Compute the probability that respondent to the poll owned a home.

Answer to Problem 46SE

The probability that respondent to the poll owned a home is 0.60.

Explanation of Solution

Calculation:

The data shows that there are a total of 2,082 adults. Total of 1,249 survey respondent answered as yes. Among the 450 respondent of age 18-34, 117 responded yes.

Event A denotes respondent to the poll owned a home.

The probability of the event can be obtained as follows:

$P\left(A\right)=\frac{\text{Number of ways event occurs}}{\text{Total frequency}}$

From the data, there were a total of 2,082 adults. Among the respondent 1,249 of them answer yes.
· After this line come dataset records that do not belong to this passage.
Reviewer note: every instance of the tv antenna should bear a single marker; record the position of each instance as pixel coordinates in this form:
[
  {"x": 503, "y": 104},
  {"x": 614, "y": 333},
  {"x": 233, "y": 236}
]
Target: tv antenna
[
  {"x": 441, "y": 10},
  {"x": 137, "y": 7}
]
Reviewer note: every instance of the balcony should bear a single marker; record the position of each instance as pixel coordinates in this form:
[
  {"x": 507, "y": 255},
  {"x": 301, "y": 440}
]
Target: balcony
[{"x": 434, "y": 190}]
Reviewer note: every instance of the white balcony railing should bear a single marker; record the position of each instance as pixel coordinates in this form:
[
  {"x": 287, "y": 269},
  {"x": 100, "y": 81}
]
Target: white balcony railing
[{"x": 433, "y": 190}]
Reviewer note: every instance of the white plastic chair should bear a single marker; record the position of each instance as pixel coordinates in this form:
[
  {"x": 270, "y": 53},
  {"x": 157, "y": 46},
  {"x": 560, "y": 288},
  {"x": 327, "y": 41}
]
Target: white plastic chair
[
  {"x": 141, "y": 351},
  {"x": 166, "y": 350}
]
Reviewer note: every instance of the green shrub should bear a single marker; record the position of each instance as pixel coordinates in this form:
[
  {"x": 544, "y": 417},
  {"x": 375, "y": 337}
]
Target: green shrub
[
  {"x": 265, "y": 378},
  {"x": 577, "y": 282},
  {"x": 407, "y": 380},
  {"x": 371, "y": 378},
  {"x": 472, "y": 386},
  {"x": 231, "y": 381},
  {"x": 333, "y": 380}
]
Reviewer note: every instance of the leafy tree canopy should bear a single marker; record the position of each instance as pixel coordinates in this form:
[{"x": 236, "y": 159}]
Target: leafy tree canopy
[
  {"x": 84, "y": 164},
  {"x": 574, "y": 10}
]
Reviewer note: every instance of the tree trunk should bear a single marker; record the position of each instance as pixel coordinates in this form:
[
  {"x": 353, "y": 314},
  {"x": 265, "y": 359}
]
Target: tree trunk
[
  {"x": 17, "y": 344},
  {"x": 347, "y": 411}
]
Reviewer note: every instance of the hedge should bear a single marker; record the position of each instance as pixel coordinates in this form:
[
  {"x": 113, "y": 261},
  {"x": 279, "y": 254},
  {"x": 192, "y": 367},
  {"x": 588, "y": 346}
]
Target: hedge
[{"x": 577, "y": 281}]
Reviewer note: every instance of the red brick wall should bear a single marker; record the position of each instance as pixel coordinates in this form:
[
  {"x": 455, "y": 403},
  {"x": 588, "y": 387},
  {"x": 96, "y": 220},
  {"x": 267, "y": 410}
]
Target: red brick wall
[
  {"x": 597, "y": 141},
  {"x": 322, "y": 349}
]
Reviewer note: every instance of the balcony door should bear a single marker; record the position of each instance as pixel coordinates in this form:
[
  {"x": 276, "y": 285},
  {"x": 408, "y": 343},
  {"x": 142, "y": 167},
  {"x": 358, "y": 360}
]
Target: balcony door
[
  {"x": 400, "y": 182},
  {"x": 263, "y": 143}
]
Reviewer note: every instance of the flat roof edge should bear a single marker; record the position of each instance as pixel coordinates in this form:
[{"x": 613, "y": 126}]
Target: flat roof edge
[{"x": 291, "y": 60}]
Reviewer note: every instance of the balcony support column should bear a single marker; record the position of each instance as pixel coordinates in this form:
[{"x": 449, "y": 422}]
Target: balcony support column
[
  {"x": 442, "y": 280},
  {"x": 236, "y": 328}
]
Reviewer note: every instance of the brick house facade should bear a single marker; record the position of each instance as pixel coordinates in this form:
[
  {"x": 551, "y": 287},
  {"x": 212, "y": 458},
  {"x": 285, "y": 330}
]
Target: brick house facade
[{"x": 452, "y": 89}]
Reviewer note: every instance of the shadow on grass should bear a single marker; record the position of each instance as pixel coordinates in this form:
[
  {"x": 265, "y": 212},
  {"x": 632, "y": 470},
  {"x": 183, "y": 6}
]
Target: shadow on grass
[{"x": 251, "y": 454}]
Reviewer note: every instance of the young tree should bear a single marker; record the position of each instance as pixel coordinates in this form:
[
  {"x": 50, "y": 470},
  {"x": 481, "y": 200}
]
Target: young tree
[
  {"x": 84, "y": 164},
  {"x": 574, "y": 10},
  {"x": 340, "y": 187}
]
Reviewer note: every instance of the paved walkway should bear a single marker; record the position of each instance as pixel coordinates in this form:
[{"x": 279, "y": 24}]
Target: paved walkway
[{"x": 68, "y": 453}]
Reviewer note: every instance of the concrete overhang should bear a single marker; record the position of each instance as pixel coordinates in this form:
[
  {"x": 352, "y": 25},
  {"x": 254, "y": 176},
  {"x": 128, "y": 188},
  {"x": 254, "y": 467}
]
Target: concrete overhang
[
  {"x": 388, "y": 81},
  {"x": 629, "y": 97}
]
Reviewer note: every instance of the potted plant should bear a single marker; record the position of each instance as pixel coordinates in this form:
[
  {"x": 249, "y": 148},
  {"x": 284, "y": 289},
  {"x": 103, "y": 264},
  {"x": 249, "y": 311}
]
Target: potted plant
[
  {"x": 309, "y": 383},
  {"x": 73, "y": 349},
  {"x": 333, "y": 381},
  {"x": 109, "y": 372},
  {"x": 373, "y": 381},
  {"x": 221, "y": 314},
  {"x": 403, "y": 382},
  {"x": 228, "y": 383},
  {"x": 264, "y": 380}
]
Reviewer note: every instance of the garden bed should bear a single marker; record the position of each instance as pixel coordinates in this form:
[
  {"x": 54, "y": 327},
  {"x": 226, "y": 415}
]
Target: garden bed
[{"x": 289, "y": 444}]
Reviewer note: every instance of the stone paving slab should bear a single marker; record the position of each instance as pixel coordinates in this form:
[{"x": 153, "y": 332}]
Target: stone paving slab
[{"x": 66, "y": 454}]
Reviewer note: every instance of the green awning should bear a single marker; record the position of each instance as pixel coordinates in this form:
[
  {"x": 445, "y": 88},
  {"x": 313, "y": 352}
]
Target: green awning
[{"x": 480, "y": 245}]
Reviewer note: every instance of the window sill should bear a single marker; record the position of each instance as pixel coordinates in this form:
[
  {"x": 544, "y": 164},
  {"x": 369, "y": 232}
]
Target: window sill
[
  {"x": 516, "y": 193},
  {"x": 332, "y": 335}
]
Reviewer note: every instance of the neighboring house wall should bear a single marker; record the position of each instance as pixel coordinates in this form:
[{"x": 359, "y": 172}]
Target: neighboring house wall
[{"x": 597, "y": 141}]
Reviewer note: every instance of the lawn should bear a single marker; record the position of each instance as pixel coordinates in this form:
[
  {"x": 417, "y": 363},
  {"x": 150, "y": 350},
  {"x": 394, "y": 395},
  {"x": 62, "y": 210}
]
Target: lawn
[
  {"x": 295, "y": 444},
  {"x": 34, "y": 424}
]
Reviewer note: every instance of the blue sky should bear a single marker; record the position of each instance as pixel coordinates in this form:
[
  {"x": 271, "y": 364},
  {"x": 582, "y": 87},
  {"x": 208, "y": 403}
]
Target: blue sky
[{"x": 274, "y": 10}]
Substitute these values in the above equation.

Therefore,

$\begin{array}{c}P\left(A\right)=\frac{1,249}{2,082}\\ =0.5999\\ =0.60\end{array}$

Thus, the probability that respondent to the poll owned a home is 0.60.

To determine

Compute the probability that respondent in the 18-34 age group owned a home.

Answer to Problem 46SE

The probability that respondent in the 18-34 age group owned a home is  0.26.

Explanation of Solution

Calculation:

Event B denotes respondent in the 18-34 age group owned a home.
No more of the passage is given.